Perhaps I am stretching for meaning behind my receiving the news on Martin Luther King, Jr. Day this year, but one thing remains true. For the longest time I have felt that in many ways I can choose to do with my life and body – have (a certain kind of) sex or not, get married or not, have children or not – because the authentic living of openly queer women make it more permissible for me to make choices that buck the heteronormativity that attempts to govern even my life as a straight woman. What I do or not and why or not is on me, no doubt. But I have more sexual choices that carry less negative repercussions because of their sacrifices as much if not more than any other freedom movement.

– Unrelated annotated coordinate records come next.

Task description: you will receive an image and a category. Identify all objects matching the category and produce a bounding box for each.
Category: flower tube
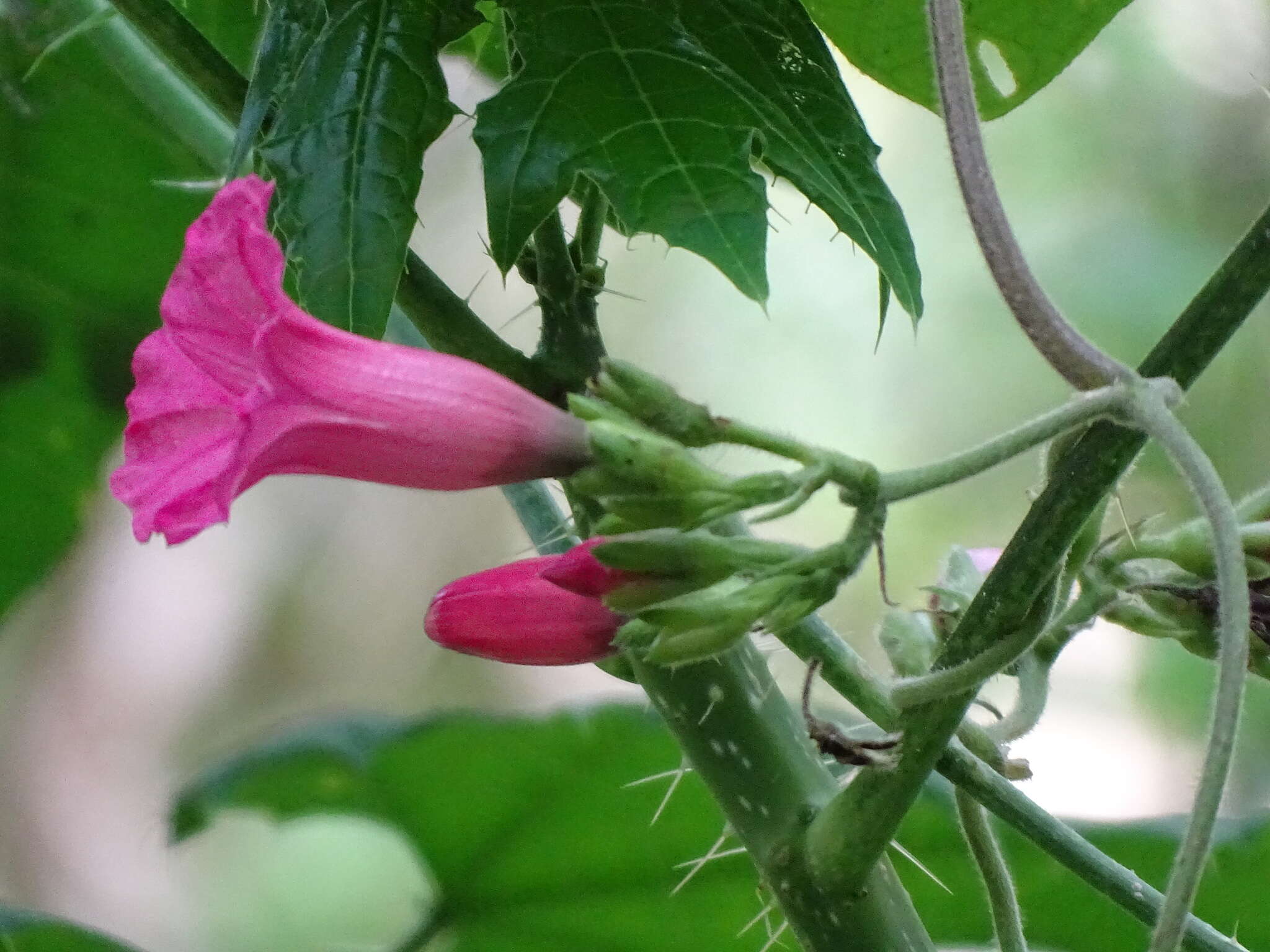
[423,555,625,665]
[110,175,588,544]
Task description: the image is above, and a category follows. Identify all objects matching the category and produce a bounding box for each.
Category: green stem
[533,211,605,396]
[955,790,1028,952]
[890,584,1057,710]
[396,252,551,396]
[633,640,935,952]
[110,0,246,121]
[927,0,1133,390]
[881,386,1128,503]
[987,651,1049,744]
[504,482,933,952]
[781,615,1243,952]
[817,182,1270,904]
[940,745,1247,952]
[573,182,608,265]
[1135,394,1250,952]
[68,0,241,167]
[717,420,877,504]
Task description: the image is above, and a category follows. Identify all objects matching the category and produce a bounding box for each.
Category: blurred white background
[0,0,1270,952]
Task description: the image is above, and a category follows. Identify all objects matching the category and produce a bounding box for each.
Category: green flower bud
[569,394,640,426]
[763,569,838,633]
[593,359,720,447]
[597,493,734,536]
[594,529,806,580]
[587,420,729,493]
[644,622,749,666]
[877,608,940,678]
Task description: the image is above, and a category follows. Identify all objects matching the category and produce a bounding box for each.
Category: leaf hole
[975,39,1018,99]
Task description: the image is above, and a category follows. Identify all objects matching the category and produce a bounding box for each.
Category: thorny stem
[784,615,1243,952]
[1135,394,1250,952]
[926,0,1134,390]
[86,4,1270,952]
[955,790,1028,952]
[504,492,933,952]
[571,182,608,265]
[533,211,605,392]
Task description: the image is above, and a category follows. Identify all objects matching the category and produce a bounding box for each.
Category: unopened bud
[877,608,940,678]
[587,420,728,491]
[594,358,720,447]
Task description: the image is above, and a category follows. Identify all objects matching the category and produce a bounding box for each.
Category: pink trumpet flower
[423,550,624,665]
[110,175,588,545]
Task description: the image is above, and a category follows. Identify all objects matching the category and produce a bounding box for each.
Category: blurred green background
[0,0,1270,952]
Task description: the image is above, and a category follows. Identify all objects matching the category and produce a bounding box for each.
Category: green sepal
[587,420,728,493]
[567,394,639,426]
[763,569,841,633]
[612,618,659,651]
[877,608,940,678]
[596,493,735,534]
[593,358,722,447]
[601,578,709,614]
[592,529,806,579]
[644,622,749,666]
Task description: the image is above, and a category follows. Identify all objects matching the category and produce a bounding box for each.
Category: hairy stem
[533,212,605,394]
[1135,394,1250,952]
[926,0,1133,390]
[396,252,553,396]
[955,790,1028,952]
[890,584,1057,710]
[987,651,1049,744]
[573,182,608,265]
[783,615,1243,952]
[881,385,1128,503]
[504,482,933,952]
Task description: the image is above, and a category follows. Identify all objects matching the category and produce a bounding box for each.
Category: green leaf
[475,0,921,315]
[160,0,267,76]
[445,0,507,80]
[226,0,322,178]
[0,906,144,952]
[680,0,922,320]
[802,0,1129,120]
[0,11,208,614]
[174,707,762,952]
[895,791,1270,952]
[260,0,479,338]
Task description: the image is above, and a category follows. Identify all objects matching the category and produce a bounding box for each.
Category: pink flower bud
[542,536,646,598]
[110,175,588,544]
[423,555,624,665]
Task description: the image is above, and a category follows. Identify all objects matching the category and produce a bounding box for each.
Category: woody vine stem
[80,0,1270,952]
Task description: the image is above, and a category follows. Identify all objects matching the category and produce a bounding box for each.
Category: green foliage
[474,0,921,316]
[252,0,479,338]
[0,7,207,622]
[0,906,143,952]
[167,0,265,75]
[897,791,1270,952]
[802,0,1129,120]
[174,707,761,952]
[445,0,507,80]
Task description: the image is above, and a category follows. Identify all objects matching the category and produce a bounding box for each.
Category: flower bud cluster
[1092,487,1270,678]
[569,396,797,534]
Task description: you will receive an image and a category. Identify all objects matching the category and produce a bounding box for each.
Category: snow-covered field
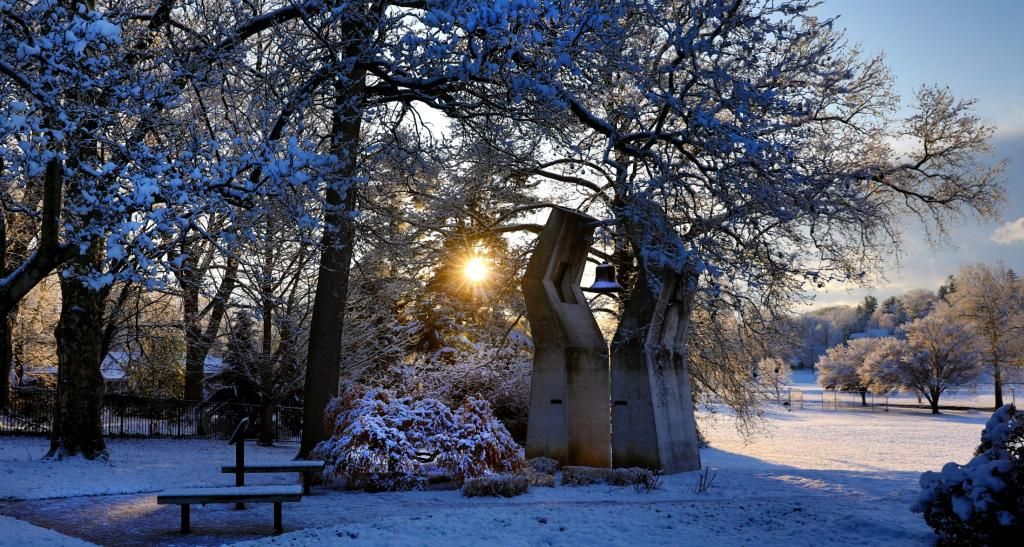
[0,387,987,546]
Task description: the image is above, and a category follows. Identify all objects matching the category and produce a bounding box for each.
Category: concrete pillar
[611,271,700,473]
[522,208,611,467]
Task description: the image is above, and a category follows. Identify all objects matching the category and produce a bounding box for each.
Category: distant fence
[780,387,999,412]
[0,387,302,441]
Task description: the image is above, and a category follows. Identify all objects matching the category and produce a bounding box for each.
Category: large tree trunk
[298,73,366,458]
[47,268,110,460]
[176,257,239,401]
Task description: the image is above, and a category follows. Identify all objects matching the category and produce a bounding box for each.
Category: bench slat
[220,460,324,473]
[157,486,302,505]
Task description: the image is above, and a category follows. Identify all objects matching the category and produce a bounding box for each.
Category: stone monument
[522,208,611,467]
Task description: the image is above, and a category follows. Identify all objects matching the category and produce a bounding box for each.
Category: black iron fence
[0,387,302,441]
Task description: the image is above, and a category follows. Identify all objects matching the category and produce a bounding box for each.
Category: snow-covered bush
[462,473,530,498]
[438,397,526,478]
[313,387,525,491]
[912,405,1024,545]
[562,465,658,487]
[404,342,532,440]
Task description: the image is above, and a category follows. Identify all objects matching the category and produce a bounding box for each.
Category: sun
[462,256,490,285]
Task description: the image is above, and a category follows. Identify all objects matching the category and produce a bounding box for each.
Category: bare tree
[949,263,1024,408]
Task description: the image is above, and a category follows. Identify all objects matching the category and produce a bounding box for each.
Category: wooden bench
[220,460,324,494]
[157,485,302,534]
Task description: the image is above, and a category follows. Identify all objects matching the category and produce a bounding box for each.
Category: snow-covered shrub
[313,387,525,491]
[562,465,658,487]
[912,405,1024,545]
[404,343,532,440]
[462,473,530,498]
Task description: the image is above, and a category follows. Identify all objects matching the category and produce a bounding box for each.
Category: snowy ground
[0,385,987,546]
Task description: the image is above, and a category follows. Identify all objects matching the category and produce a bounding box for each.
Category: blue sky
[815,0,1024,307]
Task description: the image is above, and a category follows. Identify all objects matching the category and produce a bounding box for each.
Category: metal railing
[0,387,302,441]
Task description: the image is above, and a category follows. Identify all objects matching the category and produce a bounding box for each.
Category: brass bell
[583,262,623,294]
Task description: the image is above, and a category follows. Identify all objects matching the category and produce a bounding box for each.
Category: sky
[813,0,1024,307]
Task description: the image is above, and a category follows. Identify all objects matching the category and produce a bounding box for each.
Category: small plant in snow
[912,405,1024,545]
[313,387,525,491]
[462,473,530,498]
[693,467,718,494]
[633,469,662,494]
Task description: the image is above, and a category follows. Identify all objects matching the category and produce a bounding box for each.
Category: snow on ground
[0,399,987,546]
[0,515,92,547]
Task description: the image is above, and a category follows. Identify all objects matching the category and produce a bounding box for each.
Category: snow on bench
[220,460,324,494]
[157,486,302,534]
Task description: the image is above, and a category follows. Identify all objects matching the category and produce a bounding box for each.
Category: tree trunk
[0,313,14,411]
[298,75,366,458]
[176,257,239,401]
[256,396,278,447]
[611,270,700,473]
[992,357,1002,409]
[928,389,942,414]
[46,272,110,460]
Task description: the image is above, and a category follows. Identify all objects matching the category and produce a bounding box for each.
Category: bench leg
[181,503,191,534]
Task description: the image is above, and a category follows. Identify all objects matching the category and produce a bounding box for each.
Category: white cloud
[991,216,1024,245]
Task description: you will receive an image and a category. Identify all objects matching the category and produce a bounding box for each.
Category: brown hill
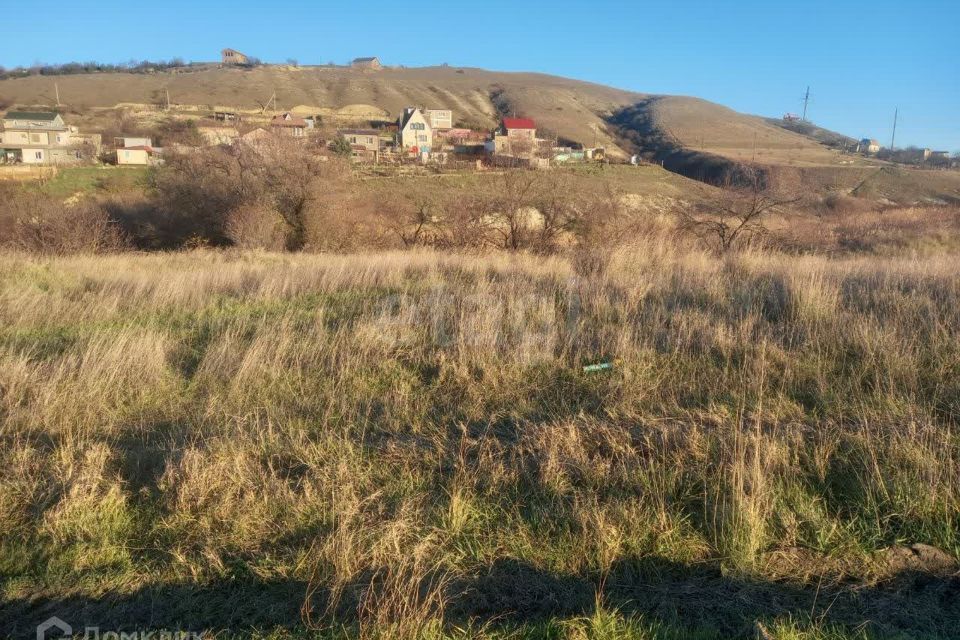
[0,65,960,204]
[0,65,643,156]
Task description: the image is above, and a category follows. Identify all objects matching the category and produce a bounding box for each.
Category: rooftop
[503,118,537,129]
[3,111,60,122]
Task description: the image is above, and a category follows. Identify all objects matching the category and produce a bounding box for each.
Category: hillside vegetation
[0,65,960,200]
[0,241,960,639]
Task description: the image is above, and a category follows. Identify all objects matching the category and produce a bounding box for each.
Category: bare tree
[679,172,800,253]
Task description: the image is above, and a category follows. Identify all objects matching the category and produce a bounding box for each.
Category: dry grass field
[0,235,960,640]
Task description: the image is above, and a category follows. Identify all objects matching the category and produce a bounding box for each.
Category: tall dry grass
[0,239,960,637]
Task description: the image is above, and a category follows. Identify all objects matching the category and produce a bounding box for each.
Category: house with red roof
[270,111,308,138]
[493,118,537,157]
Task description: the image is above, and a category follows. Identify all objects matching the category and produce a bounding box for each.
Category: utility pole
[890,107,900,151]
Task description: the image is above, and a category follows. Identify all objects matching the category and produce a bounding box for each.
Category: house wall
[220,51,250,64]
[117,149,150,165]
[344,133,380,151]
[120,138,153,147]
[427,109,453,129]
[400,110,433,152]
[507,129,537,142]
[22,149,47,164]
[3,114,66,129]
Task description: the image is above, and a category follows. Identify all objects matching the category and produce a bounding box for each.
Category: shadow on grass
[0,558,960,638]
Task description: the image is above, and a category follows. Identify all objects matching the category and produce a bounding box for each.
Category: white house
[427,109,453,131]
[0,111,82,164]
[397,107,433,153]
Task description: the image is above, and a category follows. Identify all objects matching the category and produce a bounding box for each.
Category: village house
[197,127,240,146]
[426,109,453,131]
[114,138,162,166]
[397,107,433,154]
[337,129,380,163]
[857,138,880,154]
[490,118,537,158]
[350,56,383,71]
[0,111,84,164]
[220,49,250,66]
[270,112,308,138]
[113,137,153,149]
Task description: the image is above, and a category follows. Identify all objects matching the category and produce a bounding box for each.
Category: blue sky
[0,0,960,151]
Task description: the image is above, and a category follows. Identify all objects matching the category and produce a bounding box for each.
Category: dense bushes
[0,185,126,254]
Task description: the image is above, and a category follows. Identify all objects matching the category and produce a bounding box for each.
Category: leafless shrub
[0,187,126,254]
[227,203,285,251]
[679,174,800,253]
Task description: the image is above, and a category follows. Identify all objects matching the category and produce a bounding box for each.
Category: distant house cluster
[0,48,616,166]
[0,111,100,164]
[220,48,250,67]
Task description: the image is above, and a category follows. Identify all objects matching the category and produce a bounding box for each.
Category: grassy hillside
[0,66,640,156]
[0,244,960,640]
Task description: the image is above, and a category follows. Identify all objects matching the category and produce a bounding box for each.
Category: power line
[890,107,900,151]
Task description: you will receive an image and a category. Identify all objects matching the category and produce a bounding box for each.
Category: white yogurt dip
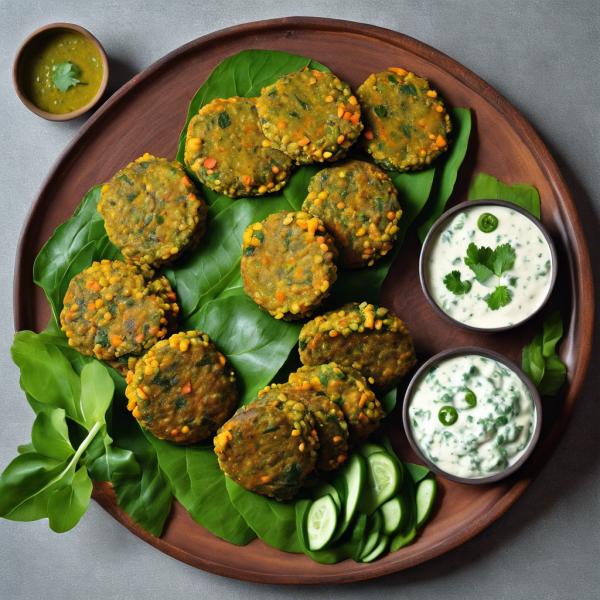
[408,355,537,479]
[424,205,555,329]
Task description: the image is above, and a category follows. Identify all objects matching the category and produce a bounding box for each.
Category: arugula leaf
[469,173,541,219]
[444,271,471,296]
[485,285,512,310]
[52,62,81,92]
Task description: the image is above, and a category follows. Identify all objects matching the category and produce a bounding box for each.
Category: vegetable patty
[302,160,402,267]
[300,302,417,390]
[256,67,363,165]
[98,153,208,266]
[214,391,319,500]
[60,260,179,372]
[185,96,293,198]
[356,67,452,171]
[125,331,238,444]
[241,210,338,320]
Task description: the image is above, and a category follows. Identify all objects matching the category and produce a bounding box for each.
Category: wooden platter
[14,17,594,584]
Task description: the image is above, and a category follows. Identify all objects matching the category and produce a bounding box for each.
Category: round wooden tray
[14,18,594,584]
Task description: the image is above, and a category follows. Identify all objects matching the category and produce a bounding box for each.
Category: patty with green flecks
[290,363,385,445]
[60,260,179,372]
[185,96,293,198]
[125,331,238,444]
[356,67,452,171]
[98,153,207,266]
[214,393,319,500]
[256,67,363,165]
[299,302,417,390]
[241,210,338,320]
[302,160,402,268]
[258,380,348,471]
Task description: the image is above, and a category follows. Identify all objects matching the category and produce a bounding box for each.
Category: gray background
[0,0,600,600]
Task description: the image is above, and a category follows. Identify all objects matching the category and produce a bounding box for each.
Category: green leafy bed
[0,50,564,552]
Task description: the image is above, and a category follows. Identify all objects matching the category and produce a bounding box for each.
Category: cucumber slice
[415,477,437,529]
[356,442,386,458]
[306,494,338,550]
[362,534,390,562]
[311,479,342,513]
[332,452,366,541]
[377,496,408,535]
[360,452,403,515]
[358,531,380,561]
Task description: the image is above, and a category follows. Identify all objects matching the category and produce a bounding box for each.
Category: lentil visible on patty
[125,331,238,444]
[241,210,338,320]
[185,96,293,198]
[300,302,417,390]
[60,260,179,370]
[258,382,348,471]
[214,392,319,500]
[290,362,385,445]
[302,160,402,268]
[98,153,208,266]
[257,67,363,164]
[356,67,452,171]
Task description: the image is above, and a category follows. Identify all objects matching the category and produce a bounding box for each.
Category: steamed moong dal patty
[258,382,348,471]
[98,154,207,266]
[302,160,402,268]
[257,67,363,164]
[241,210,338,320]
[125,331,238,444]
[185,96,293,198]
[290,363,385,445]
[299,302,417,390]
[214,392,319,500]
[356,67,452,171]
[60,260,179,371]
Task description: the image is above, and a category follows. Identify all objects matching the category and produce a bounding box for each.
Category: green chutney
[19,30,104,114]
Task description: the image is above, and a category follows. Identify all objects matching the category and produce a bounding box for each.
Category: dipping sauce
[18,29,104,114]
[424,205,555,329]
[408,355,536,479]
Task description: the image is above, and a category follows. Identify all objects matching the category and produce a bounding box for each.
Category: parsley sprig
[444,243,517,310]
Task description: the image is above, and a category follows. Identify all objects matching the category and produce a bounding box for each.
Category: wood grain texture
[14,18,594,584]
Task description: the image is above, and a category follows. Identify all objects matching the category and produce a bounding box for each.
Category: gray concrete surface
[0,0,600,600]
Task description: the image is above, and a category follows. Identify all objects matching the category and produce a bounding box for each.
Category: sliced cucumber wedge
[354,452,403,515]
[306,494,338,551]
[356,442,386,458]
[311,479,342,513]
[362,534,390,562]
[377,495,408,535]
[415,476,437,529]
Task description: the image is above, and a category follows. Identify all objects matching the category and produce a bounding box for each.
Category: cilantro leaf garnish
[485,285,512,310]
[444,271,471,296]
[52,62,81,92]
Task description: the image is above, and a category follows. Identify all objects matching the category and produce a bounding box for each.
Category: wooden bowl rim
[12,23,109,121]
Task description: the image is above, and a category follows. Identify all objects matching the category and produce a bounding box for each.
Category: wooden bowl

And so it is on this St. Valentine’s Day, the lapsed Catholic with breast cancer is reminded yet again in the most visceral way why supporting full equality and acceptance of LGBTQ people is not some noble feat of reneging her privilege. It is a radical act of self-preservation. In more ways than I can count, queer sisters keep saving me. Again, I am humbled, appreciative and grateful to new depths of my being.


The day after the Ninth Circuit Court of Appeals in California affirmed the unconstitutionality of Proposition 8, I sat in a waiting room at the Evelyn H. Lauder Breast Cancer Center with my parents and a lesbian “sister from another mister.” She reminded me of the previous day’s historic significance. We slapped a high five, and I joked, “If these MFers can’t support marriage equality because they can’t see past their religious dogma that it’s the right thing to do, at least do it because it’s strategic. It’s good fiscal policy!”


“You know how many people would flock to get married?” my friend said. “How much money that would put into the economy?”


“It’s a recession, yo,” I reminded no one. I reminded myself, however, how lucky I am. Here I face the biggest challenge of my life, and choosing to be on the right side of justice is proving to be one of the most brilliantly selfish things I ever did.